Wednesday, May 24, 2017

What's Bugging Me

I think I figured out why I've been so bummed out about making movies lately. Especially this one project. It's a jealousy alright, but not what you think.

So I've been making short films with a friend I've known for years. It's been a great time up until recently when I'd invited a mutual friend to help out as crew. Eventually, and for some unknown reason, she latched on to him and started leaning on him for support both in advice for filmmaking and I assume just plain attraction.

It didn't dawn on me until recently, the main reason I was so irrate is that I had sacrificed so much time energy and sometimes money to drag her project to where she wanted it to be, she was willing to use this opportunity to be closer to someone she likes. This is not unheard of in his business. It's stupid as fuck, but actually very common. It causes fist fights on set. So, the jealousy on my part wasn't that she was attracted to the guy, the problem was...she was putting a lot of stock in someone...who has never made anything. Yep. Without a single project made or written in the "real world" he was able to swoop down and bend his ear. For what reason? Crushes are funny that way. You tend to extend as much opportunity to include someone into the mix. To me, it was crushing, having spent over a decade putting in enough goodwill into this industry to be sidestepped by this. Especially as we don't share the same philosophy about making movies.

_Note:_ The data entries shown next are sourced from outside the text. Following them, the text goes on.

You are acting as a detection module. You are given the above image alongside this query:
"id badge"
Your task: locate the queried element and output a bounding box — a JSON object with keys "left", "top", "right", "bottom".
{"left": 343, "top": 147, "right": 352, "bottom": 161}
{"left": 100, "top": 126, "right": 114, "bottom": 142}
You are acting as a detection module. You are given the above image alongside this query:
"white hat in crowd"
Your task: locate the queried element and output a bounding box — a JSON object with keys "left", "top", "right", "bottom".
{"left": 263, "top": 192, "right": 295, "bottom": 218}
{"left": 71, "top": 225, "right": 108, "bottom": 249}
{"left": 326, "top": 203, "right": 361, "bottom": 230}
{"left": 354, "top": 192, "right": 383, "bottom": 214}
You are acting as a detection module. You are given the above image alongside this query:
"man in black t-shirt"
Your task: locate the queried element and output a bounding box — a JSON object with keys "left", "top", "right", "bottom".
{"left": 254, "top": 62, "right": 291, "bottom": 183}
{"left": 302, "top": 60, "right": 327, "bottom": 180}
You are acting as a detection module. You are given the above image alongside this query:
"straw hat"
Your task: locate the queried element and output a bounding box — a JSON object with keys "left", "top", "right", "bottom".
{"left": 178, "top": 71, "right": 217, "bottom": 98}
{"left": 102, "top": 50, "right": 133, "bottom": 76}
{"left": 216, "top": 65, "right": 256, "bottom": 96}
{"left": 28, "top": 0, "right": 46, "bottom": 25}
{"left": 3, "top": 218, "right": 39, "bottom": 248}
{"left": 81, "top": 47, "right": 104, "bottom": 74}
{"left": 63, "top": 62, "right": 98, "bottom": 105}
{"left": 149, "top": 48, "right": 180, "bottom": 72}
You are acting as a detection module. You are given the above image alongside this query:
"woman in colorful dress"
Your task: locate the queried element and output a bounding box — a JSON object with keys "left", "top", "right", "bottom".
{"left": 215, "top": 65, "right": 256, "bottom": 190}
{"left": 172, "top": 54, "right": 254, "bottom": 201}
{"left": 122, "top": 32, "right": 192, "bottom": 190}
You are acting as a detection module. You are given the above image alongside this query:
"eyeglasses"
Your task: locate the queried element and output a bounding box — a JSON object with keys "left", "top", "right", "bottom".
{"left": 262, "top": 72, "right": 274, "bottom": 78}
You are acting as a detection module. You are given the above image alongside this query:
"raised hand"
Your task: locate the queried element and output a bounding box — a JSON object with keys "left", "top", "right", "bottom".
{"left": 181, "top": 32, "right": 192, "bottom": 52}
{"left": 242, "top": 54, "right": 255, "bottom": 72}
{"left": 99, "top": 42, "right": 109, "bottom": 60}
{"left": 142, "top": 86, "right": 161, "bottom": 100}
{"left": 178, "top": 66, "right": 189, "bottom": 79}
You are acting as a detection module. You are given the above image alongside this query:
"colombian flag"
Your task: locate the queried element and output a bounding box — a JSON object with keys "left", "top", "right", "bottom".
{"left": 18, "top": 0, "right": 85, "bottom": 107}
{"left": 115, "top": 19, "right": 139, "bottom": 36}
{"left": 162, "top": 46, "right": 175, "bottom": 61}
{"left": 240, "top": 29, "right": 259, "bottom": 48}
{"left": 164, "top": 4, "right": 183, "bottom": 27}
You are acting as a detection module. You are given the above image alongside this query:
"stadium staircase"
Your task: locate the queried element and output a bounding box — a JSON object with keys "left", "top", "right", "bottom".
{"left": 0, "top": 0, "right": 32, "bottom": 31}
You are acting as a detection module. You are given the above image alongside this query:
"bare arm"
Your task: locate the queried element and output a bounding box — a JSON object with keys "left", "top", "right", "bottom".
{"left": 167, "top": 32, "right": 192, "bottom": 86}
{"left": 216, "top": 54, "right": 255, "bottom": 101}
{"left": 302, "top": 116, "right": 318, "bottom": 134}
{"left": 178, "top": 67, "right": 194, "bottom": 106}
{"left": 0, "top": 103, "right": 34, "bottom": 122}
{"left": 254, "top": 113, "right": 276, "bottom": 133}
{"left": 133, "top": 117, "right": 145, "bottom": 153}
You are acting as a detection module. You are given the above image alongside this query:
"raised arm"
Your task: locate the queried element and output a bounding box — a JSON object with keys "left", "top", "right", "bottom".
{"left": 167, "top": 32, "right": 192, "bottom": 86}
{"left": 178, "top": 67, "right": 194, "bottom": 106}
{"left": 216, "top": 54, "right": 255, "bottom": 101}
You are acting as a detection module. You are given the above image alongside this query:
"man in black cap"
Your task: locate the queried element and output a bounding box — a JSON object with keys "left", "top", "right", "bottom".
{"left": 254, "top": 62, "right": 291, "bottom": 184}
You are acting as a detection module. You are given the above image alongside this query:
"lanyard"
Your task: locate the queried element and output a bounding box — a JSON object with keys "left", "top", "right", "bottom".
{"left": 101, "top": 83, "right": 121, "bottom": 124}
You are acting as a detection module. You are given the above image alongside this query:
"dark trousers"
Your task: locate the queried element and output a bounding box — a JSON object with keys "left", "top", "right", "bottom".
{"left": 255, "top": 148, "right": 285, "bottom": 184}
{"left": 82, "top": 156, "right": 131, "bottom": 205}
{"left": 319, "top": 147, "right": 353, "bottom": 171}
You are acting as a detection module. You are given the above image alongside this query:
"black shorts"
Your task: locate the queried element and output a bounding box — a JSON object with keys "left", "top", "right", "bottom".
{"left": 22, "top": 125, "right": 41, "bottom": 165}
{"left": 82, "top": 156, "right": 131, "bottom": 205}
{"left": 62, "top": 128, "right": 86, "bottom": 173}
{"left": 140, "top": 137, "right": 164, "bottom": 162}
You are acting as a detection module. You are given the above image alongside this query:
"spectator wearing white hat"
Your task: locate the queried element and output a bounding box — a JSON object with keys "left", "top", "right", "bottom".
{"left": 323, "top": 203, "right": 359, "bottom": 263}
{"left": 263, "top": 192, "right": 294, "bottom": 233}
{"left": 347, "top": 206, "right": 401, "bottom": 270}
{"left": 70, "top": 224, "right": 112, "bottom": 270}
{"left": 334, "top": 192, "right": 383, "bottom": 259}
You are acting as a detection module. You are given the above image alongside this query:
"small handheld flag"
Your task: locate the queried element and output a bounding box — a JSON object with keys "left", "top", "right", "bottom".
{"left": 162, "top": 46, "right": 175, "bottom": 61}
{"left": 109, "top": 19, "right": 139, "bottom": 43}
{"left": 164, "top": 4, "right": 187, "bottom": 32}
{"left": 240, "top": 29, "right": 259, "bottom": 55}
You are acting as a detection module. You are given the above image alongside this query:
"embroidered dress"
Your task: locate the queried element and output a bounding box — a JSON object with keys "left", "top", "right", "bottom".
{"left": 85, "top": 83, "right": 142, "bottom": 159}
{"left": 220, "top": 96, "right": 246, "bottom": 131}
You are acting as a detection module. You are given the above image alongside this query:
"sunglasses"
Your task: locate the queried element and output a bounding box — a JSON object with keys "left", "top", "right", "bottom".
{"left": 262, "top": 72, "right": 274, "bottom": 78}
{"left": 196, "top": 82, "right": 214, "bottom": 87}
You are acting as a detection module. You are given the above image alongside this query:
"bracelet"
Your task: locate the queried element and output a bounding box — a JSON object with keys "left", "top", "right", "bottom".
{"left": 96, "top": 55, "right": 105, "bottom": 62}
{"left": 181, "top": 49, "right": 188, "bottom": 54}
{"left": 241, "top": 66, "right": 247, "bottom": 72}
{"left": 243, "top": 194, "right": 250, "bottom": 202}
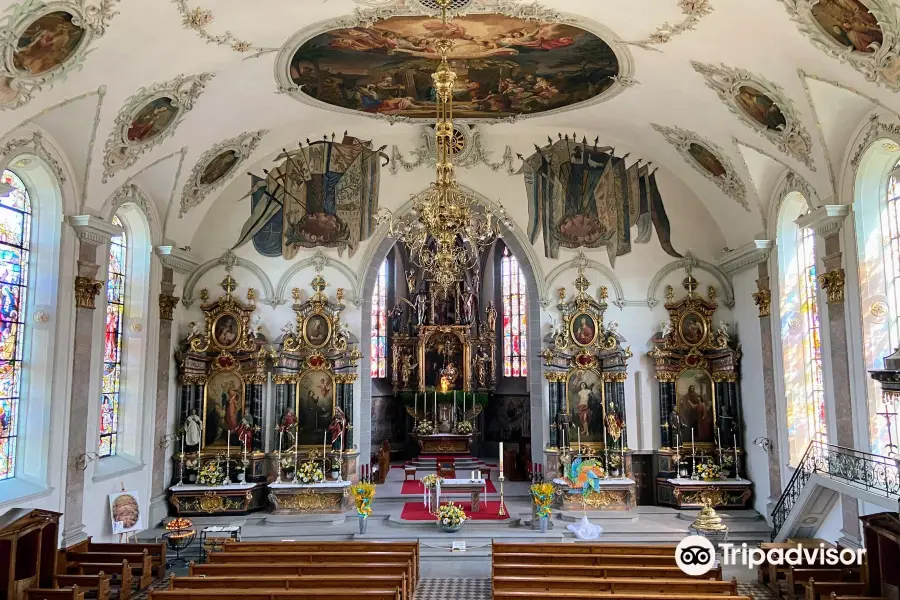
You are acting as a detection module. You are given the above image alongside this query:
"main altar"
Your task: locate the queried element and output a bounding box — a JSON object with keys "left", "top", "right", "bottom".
{"left": 649, "top": 265, "right": 752, "bottom": 509}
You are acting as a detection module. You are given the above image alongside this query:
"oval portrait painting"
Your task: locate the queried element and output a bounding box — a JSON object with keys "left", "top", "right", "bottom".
{"left": 288, "top": 14, "right": 620, "bottom": 120}
{"left": 213, "top": 313, "right": 240, "bottom": 348}
{"left": 811, "top": 0, "right": 883, "bottom": 53}
{"left": 687, "top": 143, "right": 727, "bottom": 178}
{"left": 735, "top": 85, "right": 786, "bottom": 132}
{"left": 13, "top": 11, "right": 86, "bottom": 76}
{"left": 127, "top": 97, "right": 178, "bottom": 144}
{"left": 200, "top": 150, "right": 240, "bottom": 187}
{"left": 304, "top": 314, "right": 331, "bottom": 347}
{"left": 571, "top": 313, "right": 598, "bottom": 347}
{"left": 679, "top": 311, "right": 707, "bottom": 346}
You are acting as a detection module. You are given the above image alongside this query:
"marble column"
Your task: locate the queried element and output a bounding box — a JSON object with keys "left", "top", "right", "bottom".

Whatever the attraction may be, that's fine. But fuck lady...I've worked in some real productions, if there were any questions, I could be leaned on for answers. But mostly, my answers had been for her to follow her instincts. Assuming her instincts weren't to keep including a guy she's keen on opinion of what she should do. I'm not sure how to describe both the insulting nature of this situation.

My disgust for this situation has been validated somewhat. But to be honest...I don't ever consider myself the third wheel nor want to be involved with being a third wheel and am more excited to make my own projects without having to rely on this type of drama.
Am I jealous? Yeah, I will admit I am. Simply because I put a lot of time into something I felt was more important than to be usurped by an hormonal imbalance.

In other words, I'm better than this shit.